A friend said that they "Love, love, love!" it.  The ratties would sure have alot of room, thats for sure. I'd probably cover the levels with fabric.


----------



## OnlyOno (Apr 4, 2007)

i've heard that it's a great cage, but persistent chewers may chew the plastic floors anywhere they can reach it (and you'd be surprised where they can reach...).


----------



## Poppyseed (Feb 1, 2007)

The bar spaceing is a bit large, something to watch out for in small females ^_~


----------



## twilight (Apr 20, 2007)

I figured putting fabric on the shelves might turn off any chewers.


----------



## Stephanie (Mar 25, 2007)

Honestly My boys chew a bit on the shelves but they have yet to destroy anything and my girls LOVE it they don't chew anything but the bars and their chew toys


----------



## d00mg1rl (Jun 27, 2007)

I wouldn't mind having a cage like that


----------



## mopydream44 (Jun 10, 2007)

http://www.petco.com/product/15487/Super-Pet-Multi-Floor-Ferret-Home.aspx

I was thinking about getting this smaller version.


----------



## Star (Jun 4, 2006)

MopyDream44 said:


> http://www.petco.com/product/15487/Super-Pet-Multi-Floor-Ferret-Home.aspx
> 
> I was thinking about getting this smaller version.


I had that cage for my girls.

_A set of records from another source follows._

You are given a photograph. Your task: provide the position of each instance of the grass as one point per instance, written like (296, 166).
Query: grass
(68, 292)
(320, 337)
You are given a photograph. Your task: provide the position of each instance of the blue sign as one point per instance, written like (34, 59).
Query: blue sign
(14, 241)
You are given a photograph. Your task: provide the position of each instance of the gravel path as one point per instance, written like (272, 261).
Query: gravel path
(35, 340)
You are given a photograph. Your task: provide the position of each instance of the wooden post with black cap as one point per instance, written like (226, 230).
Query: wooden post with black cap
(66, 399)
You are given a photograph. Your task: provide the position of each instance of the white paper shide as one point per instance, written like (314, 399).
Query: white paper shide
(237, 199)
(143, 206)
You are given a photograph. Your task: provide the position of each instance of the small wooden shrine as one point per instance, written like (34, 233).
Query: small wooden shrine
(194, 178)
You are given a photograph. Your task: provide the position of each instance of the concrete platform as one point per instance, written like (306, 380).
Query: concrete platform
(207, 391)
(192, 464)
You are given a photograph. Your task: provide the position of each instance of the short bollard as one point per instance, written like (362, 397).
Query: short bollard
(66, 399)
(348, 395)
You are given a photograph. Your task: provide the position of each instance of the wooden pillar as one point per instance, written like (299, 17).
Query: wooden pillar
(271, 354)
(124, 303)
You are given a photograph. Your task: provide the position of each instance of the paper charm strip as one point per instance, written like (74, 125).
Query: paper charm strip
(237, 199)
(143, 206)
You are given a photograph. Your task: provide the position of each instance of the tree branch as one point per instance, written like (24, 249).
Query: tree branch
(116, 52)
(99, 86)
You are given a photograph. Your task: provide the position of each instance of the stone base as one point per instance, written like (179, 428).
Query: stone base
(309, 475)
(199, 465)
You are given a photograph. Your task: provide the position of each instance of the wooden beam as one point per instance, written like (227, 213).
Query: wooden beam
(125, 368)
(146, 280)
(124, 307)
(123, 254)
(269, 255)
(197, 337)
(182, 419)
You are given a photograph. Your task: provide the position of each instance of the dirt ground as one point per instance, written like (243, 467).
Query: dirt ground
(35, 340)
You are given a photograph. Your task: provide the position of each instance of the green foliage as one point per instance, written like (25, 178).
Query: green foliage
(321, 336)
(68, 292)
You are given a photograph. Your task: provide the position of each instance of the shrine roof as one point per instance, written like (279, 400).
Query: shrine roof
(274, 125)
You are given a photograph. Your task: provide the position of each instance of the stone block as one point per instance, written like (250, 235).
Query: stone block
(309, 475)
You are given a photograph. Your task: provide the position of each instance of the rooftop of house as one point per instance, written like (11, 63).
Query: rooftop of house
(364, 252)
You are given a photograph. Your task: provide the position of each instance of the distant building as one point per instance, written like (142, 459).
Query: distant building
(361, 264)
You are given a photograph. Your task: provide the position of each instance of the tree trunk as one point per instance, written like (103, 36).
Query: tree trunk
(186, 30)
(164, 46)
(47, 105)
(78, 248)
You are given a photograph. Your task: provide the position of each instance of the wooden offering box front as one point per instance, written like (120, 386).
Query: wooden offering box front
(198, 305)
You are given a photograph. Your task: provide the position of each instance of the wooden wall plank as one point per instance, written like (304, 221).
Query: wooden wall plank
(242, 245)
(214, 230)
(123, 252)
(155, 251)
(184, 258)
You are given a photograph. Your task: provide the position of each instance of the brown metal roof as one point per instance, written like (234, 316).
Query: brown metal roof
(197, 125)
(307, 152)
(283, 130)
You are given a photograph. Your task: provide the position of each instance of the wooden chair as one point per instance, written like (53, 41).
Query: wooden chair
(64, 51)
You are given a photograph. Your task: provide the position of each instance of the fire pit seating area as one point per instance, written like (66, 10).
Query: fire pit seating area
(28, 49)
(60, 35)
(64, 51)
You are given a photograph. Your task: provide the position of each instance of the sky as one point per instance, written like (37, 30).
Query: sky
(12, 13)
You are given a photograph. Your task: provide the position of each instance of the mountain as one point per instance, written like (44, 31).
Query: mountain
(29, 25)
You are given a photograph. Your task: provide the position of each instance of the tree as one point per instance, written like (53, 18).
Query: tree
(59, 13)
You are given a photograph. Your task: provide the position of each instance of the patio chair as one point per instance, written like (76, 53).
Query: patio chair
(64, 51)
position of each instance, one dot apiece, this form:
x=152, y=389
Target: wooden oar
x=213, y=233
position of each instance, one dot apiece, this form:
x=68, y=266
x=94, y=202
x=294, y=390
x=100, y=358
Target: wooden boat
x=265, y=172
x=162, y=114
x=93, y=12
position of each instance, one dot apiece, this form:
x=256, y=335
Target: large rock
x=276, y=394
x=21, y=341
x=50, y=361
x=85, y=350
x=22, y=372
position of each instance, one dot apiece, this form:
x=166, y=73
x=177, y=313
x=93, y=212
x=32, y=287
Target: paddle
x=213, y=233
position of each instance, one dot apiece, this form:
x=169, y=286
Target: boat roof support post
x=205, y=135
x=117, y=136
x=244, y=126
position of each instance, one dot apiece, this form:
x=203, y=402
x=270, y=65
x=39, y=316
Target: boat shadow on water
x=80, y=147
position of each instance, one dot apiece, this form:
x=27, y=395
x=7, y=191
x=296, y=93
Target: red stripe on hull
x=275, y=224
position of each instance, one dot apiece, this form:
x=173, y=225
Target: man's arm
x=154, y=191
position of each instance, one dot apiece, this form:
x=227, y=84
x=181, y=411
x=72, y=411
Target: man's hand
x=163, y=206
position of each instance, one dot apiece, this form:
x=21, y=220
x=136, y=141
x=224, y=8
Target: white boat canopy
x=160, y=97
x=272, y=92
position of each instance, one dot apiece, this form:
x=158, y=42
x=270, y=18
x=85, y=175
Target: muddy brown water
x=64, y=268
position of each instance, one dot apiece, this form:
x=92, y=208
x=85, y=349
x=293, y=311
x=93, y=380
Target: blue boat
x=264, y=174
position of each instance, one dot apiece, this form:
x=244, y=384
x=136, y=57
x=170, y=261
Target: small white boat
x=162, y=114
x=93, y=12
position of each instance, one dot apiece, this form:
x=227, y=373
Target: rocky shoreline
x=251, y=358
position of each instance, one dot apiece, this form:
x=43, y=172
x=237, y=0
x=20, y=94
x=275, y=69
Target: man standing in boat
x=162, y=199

They chewed all the plastic(but not to the point of breaking out) and chewed the bars and made the bars rust in that area (they only had the cage for 9 months.) The shelves also collected urine and made awful white mucky stains. The cage is hard to clean being that you have to lift the cage off the base and its hard to reach the back (even tho the doors are big.) 
I wish I never would have wasted money on a pita cage! But now we have a ferretnation and now, all is right in the world  !


----------



## kkdepp (May 22, 2007)

I have this cage right now and I like it. IT is not too difficult to clean. I like that I can rearrange it as much as I want so they don't get bored. It has plenty of space but my girls were able to slip right through the bars. They are about 4 months right now. MY 4 1/2 month old boy can't escape and really likes it. I can put a bunch of toys in it and hammocks and HIdeouts. As of now I would recommend it. You will have to clean a lot if your rats aren't litter box trained. My boy wasn't but now he is and it helps with cleaning SO much!

Hope this helps


----------



## mopydream44 (Jun 10, 2007)

Welp i'm pretty sure i'm sold on a Ferret Nation cage! Maybe you should consider buying one as well!


----------



## twilight (Apr 20, 2007)

I can't fit a ferret nation in the apartment and I don't really care for them anyway.


----------



## kkdepp (May 22, 2007)

I woukd love to get a ferret nation but don't have the $


----------